Недолюбленность прежних не-отношений сквозит в каждом пугливом «правда?» на очередное предельно искреннее Сашино «с тобой хорошо» — порой кажется, никого рядом нет и быть не может, и осязаемо-мягкое касание подушечек пальцев по изящному тонкому запястью — просто фантомный призрак фантазийно-больного, вышедшего из-под контроля прошлого.
Жизнь (уже не существование) — на постоянной игле: ярко-солнечный воздушный шар безоблачного счастья в рискованном балансе между острым «не твое счастье» и «твое (не)счастье».
Впрочем, Лера раз за разом выбирает второе, решительно стирая объятую скобками частицу объятиями вполне реальными.
И желто-ониксовое окно кухни на третьем этаже перестает делиться с ночным лазуритом теплом и светом: не для кого и незачем впустую тратить драгоценное. А вот сэкономленное — в очередном касании по тонкой талии, пока закипает чайник.
—
Люблю тебя,
—
родное сердце, — перестук бешено бьющегося и номинально чужого (по факту — самого близкого) под хрупкой девичьей ладонью и собственным рёберным корсетом: туго затянутые росчерком кроваво-алых ссадин эмоции и позабытые, думалось, чувства. — Не выпущу, — то ли шутливая угроза, то ли признание.
И верить сейчас хочется, и верить страшно.
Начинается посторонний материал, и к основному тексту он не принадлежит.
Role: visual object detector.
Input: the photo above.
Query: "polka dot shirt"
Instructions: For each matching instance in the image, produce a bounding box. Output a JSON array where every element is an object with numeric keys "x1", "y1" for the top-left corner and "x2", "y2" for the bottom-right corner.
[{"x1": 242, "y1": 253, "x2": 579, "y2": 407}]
Но куда страшнее — момент упустить.
— Осторожно, — Лера едва заметно отклоняется назад, безуспешно сдувая спадающую на глаза прядку волос. Улыбается. Теплом совершенно не чужих рук (что бы ни говорила ебанутая Вселенная) окольцована: перелетная птичка, оставшаяся зимовать.
— Помню, — опасная близость Сашиных льдисто-серых к янтарно-карим: стереть бы и сантиметры между. Трепетно заправленная за ухо рыжая прядь: пальцы не слушаются совсем и после — тянутся невольно к пионово-румяным с мороза смуглым щекам, чуть выпирающим скулам и губам, покрытым только гигиеничкой и сеточкой мелких шрамов. — Какая же ты у меня красивая, — полушепот с затаенным дыханием — боязно.
Боязно и птичку спугнуть, и к себе приручить: хэппи-энды в таких историях не случаются. Чаще — разлучаются. Разлетаются по разные стороны и на кусочки. А Саше с Лерой друг для друга (давно стали «пере») хочется цельного.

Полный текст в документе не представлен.